Unlike the sort-of competing LastPass Enterprise, which is an integrated enterprise-scale product designed to integrate with existing corporate directory systems and act as a drop-in solution for shared password management, 1Password is more precisely a maturation and substantial extension of the desktop and mobile software already in place. In fact, those apps will be updated to work with the new subscription-based service without any outward change to individual users. (Shiner says Teams code has been quietly hidden in native client releases for a long time.)
In this first pass, it’s aimed more at companies that already use 1Password and want sophisticated sharing options.

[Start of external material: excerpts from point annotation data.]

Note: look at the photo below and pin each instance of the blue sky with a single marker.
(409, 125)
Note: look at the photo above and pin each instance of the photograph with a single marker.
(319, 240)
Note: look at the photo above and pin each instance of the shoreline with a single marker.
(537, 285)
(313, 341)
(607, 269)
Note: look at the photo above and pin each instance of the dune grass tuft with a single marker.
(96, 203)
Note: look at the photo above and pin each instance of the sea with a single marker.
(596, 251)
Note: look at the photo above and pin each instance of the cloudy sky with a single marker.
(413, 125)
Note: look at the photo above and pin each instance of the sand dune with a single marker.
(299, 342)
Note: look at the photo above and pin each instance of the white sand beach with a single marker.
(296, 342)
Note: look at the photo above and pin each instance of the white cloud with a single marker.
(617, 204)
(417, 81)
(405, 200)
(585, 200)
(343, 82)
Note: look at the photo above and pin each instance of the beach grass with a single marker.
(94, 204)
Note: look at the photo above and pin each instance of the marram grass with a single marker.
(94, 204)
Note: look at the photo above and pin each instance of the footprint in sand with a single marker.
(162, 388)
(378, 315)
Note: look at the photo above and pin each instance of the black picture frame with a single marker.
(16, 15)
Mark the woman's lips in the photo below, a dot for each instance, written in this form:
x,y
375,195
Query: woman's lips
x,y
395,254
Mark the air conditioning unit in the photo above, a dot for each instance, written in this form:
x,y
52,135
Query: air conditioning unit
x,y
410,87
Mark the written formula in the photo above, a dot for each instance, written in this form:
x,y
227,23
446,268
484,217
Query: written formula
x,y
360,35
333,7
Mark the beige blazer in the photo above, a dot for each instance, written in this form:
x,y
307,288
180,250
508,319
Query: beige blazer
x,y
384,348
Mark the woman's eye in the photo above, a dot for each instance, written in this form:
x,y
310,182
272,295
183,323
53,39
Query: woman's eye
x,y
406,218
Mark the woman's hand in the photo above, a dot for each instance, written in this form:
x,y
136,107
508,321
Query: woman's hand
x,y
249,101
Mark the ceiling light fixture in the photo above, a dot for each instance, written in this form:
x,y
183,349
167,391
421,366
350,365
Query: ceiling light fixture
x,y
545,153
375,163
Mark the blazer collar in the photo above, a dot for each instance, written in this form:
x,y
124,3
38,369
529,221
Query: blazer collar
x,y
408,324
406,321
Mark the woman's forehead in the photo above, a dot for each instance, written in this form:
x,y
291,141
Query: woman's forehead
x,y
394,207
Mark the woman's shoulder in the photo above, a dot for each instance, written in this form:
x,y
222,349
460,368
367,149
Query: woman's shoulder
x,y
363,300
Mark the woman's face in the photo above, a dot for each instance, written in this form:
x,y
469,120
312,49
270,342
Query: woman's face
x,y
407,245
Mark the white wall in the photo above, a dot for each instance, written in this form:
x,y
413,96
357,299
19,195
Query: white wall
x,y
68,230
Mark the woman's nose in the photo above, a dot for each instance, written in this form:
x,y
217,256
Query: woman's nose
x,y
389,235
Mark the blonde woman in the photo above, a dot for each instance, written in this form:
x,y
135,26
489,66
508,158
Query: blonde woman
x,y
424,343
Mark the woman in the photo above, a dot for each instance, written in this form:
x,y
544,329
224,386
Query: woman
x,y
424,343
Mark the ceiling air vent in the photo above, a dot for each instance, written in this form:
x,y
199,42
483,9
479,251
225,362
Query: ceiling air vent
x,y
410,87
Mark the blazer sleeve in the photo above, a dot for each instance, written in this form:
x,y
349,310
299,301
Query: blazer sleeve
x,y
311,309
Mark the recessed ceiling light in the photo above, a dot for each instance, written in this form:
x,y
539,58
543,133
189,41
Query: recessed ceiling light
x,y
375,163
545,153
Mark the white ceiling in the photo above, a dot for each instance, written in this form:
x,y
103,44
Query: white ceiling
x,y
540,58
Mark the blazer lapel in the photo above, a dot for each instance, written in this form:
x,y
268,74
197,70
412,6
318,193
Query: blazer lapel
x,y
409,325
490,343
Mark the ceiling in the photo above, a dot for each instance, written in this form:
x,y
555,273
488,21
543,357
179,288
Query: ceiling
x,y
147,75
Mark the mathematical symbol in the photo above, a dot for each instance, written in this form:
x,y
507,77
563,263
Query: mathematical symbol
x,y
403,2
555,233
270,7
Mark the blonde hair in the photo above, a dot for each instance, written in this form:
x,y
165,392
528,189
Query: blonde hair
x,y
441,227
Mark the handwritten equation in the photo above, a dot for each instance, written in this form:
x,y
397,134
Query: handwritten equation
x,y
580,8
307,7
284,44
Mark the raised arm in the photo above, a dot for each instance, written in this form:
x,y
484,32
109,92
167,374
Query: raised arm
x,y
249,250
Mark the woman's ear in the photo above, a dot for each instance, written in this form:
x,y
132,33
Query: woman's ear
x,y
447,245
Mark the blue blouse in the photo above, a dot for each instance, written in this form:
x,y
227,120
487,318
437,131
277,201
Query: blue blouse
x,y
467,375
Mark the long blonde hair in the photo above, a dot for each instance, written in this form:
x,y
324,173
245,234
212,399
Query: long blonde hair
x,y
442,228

Over time, Shiner says the company intends to expand to meet more enterprise-oriented needs, such as Active Directory and LDAP connections.

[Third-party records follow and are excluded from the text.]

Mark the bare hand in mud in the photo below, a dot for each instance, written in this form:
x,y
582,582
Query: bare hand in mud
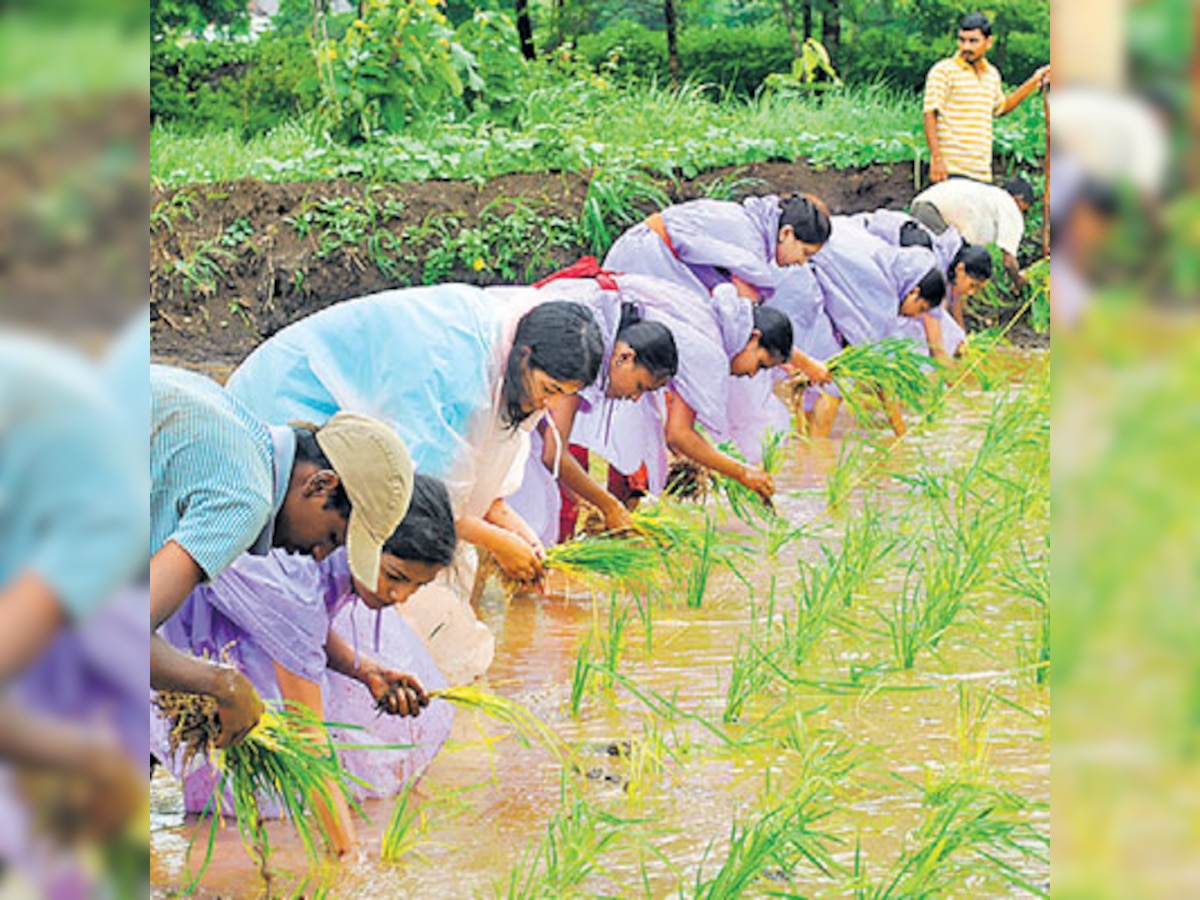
x,y
395,693
618,519
517,559
759,481
239,707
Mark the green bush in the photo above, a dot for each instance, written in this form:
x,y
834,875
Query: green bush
x,y
741,58
231,85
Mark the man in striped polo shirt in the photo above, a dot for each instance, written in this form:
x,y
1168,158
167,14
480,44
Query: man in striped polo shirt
x,y
963,95
223,483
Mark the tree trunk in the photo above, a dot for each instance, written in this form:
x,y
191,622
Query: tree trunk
x,y
790,19
831,29
525,29
672,42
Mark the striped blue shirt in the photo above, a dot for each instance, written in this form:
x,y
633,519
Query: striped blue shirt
x,y
219,479
71,491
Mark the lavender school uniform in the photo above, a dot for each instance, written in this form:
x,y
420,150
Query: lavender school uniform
x,y
279,609
709,241
629,433
886,226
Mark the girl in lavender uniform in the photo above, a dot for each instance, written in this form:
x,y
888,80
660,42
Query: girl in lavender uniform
x,y
715,339
753,246
874,291
295,629
463,375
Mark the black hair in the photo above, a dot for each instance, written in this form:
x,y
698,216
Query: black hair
x,y
1020,189
559,337
976,261
652,342
426,534
309,450
933,288
777,331
808,216
976,22
913,234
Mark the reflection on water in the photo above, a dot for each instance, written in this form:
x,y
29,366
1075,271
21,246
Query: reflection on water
x,y
904,727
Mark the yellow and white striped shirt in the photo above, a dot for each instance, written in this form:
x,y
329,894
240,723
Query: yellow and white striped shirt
x,y
965,102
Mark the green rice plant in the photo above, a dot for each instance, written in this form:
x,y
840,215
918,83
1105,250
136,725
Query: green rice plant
x,y
613,640
1030,579
983,355
577,839
779,839
287,759
893,367
606,558
745,504
528,727
617,197
701,568
754,670
580,675
972,841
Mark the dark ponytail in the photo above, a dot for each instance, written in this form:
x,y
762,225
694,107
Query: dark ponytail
x,y
559,337
913,234
652,343
808,216
976,261
777,331
426,533
933,288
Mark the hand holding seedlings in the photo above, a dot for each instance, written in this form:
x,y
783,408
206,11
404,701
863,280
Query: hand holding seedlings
x,y
759,481
239,707
517,558
395,693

1Password for Teams remains structured around vaults, just as with the personal product. But new to this edition, vaults for teams will be stored centrally on Agilebits’ servers, which will act as the synchronization point for members through a custom team URL, much like Slack. A web-based administrative tool allows finely grained access controls. Teams can create many vaults, and users are then assigned to them, while each user can have restrictions about whether they can add, delete, or modify entries. Guests can be granted access as well.

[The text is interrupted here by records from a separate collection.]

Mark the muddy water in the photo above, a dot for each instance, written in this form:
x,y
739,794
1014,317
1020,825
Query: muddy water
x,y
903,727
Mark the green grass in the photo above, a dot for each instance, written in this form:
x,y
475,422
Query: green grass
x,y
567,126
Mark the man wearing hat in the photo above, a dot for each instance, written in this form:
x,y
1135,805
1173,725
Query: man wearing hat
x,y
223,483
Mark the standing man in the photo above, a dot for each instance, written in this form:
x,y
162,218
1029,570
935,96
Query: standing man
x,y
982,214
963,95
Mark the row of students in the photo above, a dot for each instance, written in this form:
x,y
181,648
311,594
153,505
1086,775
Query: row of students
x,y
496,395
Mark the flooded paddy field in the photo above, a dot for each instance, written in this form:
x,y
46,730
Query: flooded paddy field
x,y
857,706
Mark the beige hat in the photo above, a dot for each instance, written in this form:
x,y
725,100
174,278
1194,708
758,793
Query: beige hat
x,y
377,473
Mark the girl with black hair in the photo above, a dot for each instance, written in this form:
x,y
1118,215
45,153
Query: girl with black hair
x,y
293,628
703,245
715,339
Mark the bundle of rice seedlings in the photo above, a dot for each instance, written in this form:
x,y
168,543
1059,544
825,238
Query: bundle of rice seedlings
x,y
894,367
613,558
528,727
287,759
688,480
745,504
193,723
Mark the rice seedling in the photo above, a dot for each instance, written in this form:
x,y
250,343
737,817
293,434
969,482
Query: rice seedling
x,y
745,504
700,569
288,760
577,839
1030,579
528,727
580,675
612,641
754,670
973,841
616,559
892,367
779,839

Administrators can also set up “blind” access for users, so that they are unable to view passwords, but must use browser plug-ins on the desktop or 1Password’s iOS extension to fill in web logins and forms. Because the password fills directly into the web form, this approach doesn’t provide full protection—a browser with the right plug-ins can reveal hidden fields. But for casual users and typical usages, it sends a signal about password ownership and permission.
Access to a vault can be suspended on a per-user basis, which immediately disables access in the 1Password native clients. And a user who tries to work around this by going offline will confront a “lease timeout,” which will ultimately be a value that an administrator can set so that after a given period of being offline, vaults become unavailable.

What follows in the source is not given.